23 July 2016: We took our Etihad flight out of Delhi to land at Abu Dhabi and onwards to Nairobi. Pleasant flight, horrible vegetarian food though. We were at Jomo Kenyatta Airport, Nairobi by 1 pm on 24th July where our hotel, Savora Panafric (good deal on Makemytrip) had sent a car to pick us. Great hotel, good location and value for money. We had applied for e-visas online and it was pretty easy, saved a lot of time. Just a stamp on our passports when we reached and we were ready to go.
We reached the hotel around 2 pm to find our room decorated with swans and cake.
Rested for our bit, and then John from the travel concierge desk took us to Giraffe Centre, about 45 mins from the hotel. I had my first sighting of Pumba from The Lion King'. Alas! the warthog didn't look as cute as the movie.

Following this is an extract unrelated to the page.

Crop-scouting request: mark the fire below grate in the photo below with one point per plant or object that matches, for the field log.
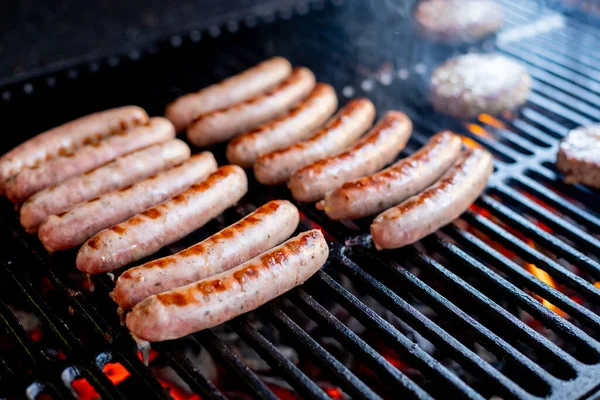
(501, 304)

The showstealer were the Rothschild giraffes and the centre had arranged to put acacia in buckets so that visitors could feed them. It was quite an experience to watch some people putting the acacia root in their mouths to get a version of kissing the giraffes photos. Frankly, I didn't quite feel like to have some giraffe saliva up my mouth. But yeah, it was cute to feel their long tongues sticking out and licking the acacia out of your hands.
Living at Giraffe manor would have been stuff beyond dreams, but the cost @USD 400 per person per night wasn't quite feasible. One can try for their afternoon tea activity to interact with giraffes and see the property, less crowded. I didn't get any slots. Giraffe center @USD 10-20 PP is quite a great alternative:)
Day 02-04: Samburu Game reserve
Day 04-05: Mara Naboisho Conservancy
Day 06: Masai Mara Main reserve
I will cover these separately for these are the best part of Kenya and complete trips amongst themselves.
Day 07: Nairobi National Park
We had seen everything we wanted to see and experienced more than words could every say in the last 6 days. Except one. Two horned Rhino. I have been to the North East India and had my fill of seeing the one horned rhino. But, a two horned one was unique to Africa.
Surrounded my skyscrapers, Nairobi national park is quite a novelty. For I cant think of wild animals roaming freely inside a sanctum, separated just by an electric fence from the human population.
John was there to pick us at the Wilson airport on our last day in Kenya. We reached the airport around 11 am and asked him to take us to the national park before we took our flight in the night.
Established in 1946, Nairobi national park was Kenya's first and is located near south of the centre of Nairobi with an electric fence separating the park's wildlife from the metropolis. As per wiki, the proximity of urban and natural environments has caused conflicts between the animals and local people and threatens animals' migration routes.
Despite being small, it has a large and varied wildlife population. But we were short on time, and were fixated on the rhinoceros. Unfortunately, when we reached, the last bus for the safari had already departed. I was crestfallen. However, the park had an option of a private vehicle safari. We just looked with huge eyes at John and whoa, he agreed to be our safari guide.
Very carefully, he took our sedan inside the park. We kept driving for 2 hours and saw the lions, zebras, giraffes and elephants. No sign of rhinoceros. We had lost hope of seeing one too. We turned a corner, and I said, look another elephant. But, just then we spotted his face. It was a two horned rhinoceros, and so near. It crossed the road to move to the other side of the grass. Stood there for some time and then walked away inside the taller grass, but not before giving us a perfect shot. Nairobi National Park didn't disappoint.
When visiting by a private vehicle, make sure to take a map from the ticket office. The signage inside is not so great and we were lost a couple of times.
We were back at John Kenyatta airport in almost an hour and a half to catch our emirates flight at 10 pm.
Kenya, the reality is indeed more beautiful than the imagination.